Modelling and testing of a dielectic electro-active polymer (DEAP) actuator for active vibration control

Abstract

Passive vibration absorbers are really effective only at the tuned frequency. This limit is overcome by adaptive absorbers which offer the possibility to adjust their behaviour according to needs. The paper focuses on a smart actuator for vibration control made up by a dielectric electro-active polymer (DEAP). The DEAP is obtained constraining a silicone corrugated sheet between two silver layers and it is manufactured by Danfoss Polypower A/S. The actuator is fabricated by rolling the DEAP sheet in a cylindrical and core-free shape.
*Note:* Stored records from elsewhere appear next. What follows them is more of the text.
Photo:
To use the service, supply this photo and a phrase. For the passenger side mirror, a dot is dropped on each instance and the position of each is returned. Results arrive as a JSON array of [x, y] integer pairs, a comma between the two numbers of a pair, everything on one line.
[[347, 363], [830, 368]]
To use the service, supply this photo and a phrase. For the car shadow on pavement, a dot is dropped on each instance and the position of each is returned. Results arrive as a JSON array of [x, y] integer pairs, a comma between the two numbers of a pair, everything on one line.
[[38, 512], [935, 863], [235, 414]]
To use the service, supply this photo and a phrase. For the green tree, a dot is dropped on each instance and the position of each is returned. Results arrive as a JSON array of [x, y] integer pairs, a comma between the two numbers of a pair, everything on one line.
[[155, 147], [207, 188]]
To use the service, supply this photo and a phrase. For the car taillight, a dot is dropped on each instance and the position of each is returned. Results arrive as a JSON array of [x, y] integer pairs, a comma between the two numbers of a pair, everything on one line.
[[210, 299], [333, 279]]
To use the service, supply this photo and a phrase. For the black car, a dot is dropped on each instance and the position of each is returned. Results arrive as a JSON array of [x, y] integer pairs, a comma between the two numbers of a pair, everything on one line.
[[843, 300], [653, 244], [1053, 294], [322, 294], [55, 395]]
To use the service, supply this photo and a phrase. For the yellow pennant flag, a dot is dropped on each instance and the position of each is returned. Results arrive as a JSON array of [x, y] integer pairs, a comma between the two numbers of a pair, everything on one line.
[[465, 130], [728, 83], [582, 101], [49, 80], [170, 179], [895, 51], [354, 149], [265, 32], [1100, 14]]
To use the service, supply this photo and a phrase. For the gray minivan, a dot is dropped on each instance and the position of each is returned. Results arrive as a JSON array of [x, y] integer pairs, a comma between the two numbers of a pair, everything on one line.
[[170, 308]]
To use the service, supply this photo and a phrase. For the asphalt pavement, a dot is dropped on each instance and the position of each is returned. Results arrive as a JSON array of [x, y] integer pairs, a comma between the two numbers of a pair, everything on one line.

The paper describes the static and dynamic characterizations of the actuator. A theoretical model is developed by considering the actuator as a multi-elements model. Moreover, a modal test of the actuator is performed driving it with an electro-dynamic shaker in a frequency range up to 1 kHz. A good agreement between theoretical and experimental data is obtained at lower frequencies. Stiffness and damping laws of the actuator are determined by fitting theoretical expectations and test results. The actuator is proved useful for controlling vibrations at low frequencies because it shows internal resonances at frequencies above 75 Hz. Finally, first results about the use of the DEAP actuator for vibration control of harmonic excitations in a band-limited frequency range below 10 Hz are reported.